Question

How many two-digit numbers are divisible by 13?

Answer 1

Hint: As we know that the first two-digit number which is divisible by 13 is 13, the second one is 26 and so on but the last number is 91. Now we will use the concept of arithmetic progression to find the total number between 13 to 91.

Complete step-by-step answer:

We have the numbers which are divisible by 13 are as follows,
13, 26, 39.................91.

The above progression is an arithmetic progression having the first term is 13, the common difference is 13 and the last term is 91.

Now, we will find the total number of term in the arithmetic progression by the formula as given below;
$\text{last term=}a+(n-1)d$ where “a” is the first term , n is the total number of terms and “d” is the common difference of the arithmetic progression.

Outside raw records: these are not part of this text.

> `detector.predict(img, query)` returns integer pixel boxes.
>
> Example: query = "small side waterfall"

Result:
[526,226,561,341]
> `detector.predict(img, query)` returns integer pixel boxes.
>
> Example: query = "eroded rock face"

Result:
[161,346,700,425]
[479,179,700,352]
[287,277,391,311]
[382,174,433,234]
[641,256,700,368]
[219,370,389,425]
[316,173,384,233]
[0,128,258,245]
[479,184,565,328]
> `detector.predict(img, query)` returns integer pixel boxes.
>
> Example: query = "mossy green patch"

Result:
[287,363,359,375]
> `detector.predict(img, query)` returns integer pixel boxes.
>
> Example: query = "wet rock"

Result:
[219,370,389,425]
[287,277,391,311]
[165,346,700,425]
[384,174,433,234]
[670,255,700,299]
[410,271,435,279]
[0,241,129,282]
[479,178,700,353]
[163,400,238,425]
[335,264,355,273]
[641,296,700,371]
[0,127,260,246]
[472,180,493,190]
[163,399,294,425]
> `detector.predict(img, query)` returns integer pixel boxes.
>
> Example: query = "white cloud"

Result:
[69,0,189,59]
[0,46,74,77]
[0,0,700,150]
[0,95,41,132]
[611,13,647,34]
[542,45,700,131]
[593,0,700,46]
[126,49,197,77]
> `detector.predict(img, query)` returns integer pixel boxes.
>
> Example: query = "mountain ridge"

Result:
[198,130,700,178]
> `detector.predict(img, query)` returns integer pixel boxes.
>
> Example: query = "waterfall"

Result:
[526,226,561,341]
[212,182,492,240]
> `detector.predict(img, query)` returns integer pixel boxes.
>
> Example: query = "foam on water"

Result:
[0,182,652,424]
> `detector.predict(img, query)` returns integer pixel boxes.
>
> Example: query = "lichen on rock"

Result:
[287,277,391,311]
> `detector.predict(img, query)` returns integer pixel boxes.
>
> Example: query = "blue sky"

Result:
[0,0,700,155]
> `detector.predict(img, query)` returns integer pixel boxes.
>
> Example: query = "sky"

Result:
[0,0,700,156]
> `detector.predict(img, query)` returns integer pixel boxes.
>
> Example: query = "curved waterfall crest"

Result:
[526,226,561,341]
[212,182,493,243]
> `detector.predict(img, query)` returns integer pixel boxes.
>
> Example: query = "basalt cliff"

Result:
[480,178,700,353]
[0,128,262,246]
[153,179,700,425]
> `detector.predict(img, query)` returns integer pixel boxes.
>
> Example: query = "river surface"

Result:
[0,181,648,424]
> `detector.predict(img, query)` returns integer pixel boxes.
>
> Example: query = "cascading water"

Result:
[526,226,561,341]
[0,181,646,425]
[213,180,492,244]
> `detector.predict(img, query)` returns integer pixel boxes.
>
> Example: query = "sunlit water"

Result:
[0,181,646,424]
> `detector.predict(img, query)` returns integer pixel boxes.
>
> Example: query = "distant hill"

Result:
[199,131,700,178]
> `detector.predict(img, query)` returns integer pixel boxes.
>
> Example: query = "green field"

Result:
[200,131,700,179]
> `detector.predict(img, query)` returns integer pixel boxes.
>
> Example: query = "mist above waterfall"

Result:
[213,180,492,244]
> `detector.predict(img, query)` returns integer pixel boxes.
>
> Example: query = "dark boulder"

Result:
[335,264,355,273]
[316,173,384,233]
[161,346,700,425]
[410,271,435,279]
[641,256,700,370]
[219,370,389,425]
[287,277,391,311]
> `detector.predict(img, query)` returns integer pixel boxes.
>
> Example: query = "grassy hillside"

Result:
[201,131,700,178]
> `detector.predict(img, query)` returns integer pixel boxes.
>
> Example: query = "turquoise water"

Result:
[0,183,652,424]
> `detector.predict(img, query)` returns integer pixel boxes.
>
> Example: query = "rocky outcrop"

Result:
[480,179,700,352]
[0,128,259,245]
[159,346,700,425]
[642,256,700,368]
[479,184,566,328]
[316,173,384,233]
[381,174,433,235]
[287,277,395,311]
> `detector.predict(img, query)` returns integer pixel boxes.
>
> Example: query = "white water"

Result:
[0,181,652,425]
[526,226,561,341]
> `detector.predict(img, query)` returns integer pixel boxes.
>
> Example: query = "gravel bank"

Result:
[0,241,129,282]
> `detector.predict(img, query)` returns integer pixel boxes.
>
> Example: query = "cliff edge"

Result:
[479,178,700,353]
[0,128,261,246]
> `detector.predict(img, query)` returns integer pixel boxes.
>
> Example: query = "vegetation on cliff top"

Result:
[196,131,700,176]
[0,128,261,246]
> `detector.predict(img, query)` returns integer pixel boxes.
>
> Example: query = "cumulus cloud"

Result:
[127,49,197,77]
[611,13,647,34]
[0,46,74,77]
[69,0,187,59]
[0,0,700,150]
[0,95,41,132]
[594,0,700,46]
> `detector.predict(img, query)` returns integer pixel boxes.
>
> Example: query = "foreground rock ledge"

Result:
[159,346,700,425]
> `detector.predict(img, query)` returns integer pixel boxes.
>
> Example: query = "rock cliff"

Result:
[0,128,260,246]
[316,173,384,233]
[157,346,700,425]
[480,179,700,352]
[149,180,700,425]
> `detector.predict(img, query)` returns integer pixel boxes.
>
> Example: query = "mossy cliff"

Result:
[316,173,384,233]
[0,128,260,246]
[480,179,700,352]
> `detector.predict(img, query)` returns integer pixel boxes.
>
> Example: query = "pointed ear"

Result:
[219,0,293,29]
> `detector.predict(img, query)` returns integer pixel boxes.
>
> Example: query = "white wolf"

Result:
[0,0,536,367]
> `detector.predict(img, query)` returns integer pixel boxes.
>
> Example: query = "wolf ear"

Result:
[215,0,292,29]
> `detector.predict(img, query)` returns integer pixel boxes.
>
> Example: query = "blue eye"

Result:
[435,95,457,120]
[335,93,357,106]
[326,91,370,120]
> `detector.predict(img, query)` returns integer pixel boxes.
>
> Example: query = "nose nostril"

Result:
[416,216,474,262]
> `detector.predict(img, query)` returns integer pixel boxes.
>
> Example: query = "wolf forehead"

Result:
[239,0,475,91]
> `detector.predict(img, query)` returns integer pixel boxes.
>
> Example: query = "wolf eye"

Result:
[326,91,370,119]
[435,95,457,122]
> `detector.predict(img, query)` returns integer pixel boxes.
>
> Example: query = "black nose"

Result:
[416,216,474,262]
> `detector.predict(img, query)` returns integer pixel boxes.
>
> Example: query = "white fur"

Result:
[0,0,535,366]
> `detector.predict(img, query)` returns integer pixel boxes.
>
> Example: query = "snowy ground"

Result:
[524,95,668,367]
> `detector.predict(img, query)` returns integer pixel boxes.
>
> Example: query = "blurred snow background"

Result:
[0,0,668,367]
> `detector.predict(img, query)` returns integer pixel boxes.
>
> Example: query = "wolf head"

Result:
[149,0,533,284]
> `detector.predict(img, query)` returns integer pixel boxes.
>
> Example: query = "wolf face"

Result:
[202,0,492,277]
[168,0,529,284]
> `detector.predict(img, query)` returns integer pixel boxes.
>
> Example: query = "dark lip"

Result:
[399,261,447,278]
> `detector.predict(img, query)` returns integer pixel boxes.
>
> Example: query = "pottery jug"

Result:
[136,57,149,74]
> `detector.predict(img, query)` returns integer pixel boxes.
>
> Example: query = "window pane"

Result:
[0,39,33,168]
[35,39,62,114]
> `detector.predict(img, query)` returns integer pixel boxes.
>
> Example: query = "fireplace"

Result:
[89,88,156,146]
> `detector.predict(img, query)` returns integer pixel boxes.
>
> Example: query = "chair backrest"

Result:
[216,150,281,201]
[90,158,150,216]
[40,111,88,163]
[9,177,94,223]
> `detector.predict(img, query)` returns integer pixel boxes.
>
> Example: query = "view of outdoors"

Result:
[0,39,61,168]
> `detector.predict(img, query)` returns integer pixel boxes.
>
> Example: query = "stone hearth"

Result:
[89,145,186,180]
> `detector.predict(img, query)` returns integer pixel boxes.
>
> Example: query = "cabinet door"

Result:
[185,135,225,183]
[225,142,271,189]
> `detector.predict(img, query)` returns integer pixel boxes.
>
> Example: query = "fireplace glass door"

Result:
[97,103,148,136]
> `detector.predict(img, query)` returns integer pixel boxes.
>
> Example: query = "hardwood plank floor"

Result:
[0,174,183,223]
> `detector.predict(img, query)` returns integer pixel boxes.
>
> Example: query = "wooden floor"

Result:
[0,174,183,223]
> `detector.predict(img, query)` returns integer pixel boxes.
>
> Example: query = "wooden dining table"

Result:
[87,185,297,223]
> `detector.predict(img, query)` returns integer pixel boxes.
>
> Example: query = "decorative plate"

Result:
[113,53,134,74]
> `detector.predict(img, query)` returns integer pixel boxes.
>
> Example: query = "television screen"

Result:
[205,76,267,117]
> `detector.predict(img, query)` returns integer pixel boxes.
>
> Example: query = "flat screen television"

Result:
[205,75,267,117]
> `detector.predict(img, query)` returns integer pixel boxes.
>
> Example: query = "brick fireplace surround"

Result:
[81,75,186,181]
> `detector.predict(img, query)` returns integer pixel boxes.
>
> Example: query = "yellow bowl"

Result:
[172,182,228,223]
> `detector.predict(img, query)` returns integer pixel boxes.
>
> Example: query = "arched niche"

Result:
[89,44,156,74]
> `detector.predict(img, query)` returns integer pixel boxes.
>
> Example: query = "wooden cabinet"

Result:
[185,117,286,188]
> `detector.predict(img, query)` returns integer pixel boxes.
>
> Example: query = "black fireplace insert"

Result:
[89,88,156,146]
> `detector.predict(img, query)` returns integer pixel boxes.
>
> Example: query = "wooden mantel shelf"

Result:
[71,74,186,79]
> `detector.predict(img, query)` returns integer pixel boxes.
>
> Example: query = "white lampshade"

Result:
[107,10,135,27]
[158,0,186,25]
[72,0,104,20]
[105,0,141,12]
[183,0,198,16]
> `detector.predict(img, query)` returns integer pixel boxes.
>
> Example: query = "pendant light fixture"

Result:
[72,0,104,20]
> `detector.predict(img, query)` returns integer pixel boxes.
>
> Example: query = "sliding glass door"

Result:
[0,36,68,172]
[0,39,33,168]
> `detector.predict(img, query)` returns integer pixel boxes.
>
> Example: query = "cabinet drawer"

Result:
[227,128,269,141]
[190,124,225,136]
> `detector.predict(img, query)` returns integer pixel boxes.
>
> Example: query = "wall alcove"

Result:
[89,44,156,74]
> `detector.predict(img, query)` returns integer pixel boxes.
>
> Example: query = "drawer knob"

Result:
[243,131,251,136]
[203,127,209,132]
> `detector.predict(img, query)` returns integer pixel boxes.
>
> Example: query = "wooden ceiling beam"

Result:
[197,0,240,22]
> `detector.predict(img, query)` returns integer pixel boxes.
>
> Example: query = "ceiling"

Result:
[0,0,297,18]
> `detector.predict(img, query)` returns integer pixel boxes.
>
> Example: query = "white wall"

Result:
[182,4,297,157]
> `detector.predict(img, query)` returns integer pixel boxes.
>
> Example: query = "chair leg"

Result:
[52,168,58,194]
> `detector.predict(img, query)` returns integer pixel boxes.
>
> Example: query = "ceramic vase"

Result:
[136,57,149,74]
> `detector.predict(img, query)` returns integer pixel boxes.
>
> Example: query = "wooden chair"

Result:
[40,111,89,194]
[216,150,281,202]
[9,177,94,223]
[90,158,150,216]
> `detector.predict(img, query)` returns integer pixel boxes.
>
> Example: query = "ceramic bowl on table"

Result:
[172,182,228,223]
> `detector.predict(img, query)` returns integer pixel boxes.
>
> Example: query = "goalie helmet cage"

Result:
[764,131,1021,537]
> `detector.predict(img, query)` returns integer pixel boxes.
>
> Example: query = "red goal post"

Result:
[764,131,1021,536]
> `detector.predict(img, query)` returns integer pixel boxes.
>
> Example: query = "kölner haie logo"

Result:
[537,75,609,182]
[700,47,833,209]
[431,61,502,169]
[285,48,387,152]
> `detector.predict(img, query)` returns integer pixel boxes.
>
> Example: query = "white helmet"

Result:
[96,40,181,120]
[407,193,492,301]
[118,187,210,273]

And we have a=13, n=? and d= 13,
\[\begin{align}
  & \Rightarrow 91=13+(n-1)13 \\
 & \Rightarrow 91-13=(n-1)13 \\
 & \Rightarrow \dfrac{78}{13}=(n-1) \\
 & \Rightarrow 6=(n-1) \\
 & \Rightarrow n=6+1=7 \\
\end{align}\]

Here, we can see that there are a total 7 terms in the above arithmetic progression.
Therefore, the total two digit number is 7 which is divisible by 13.

Note: Just remember the formula of the arithmetic progression for the last term very clearly and also go through the other formulae of arithmetic progression as it will be very helpful in these types of questions. Also be careful while doing calculation.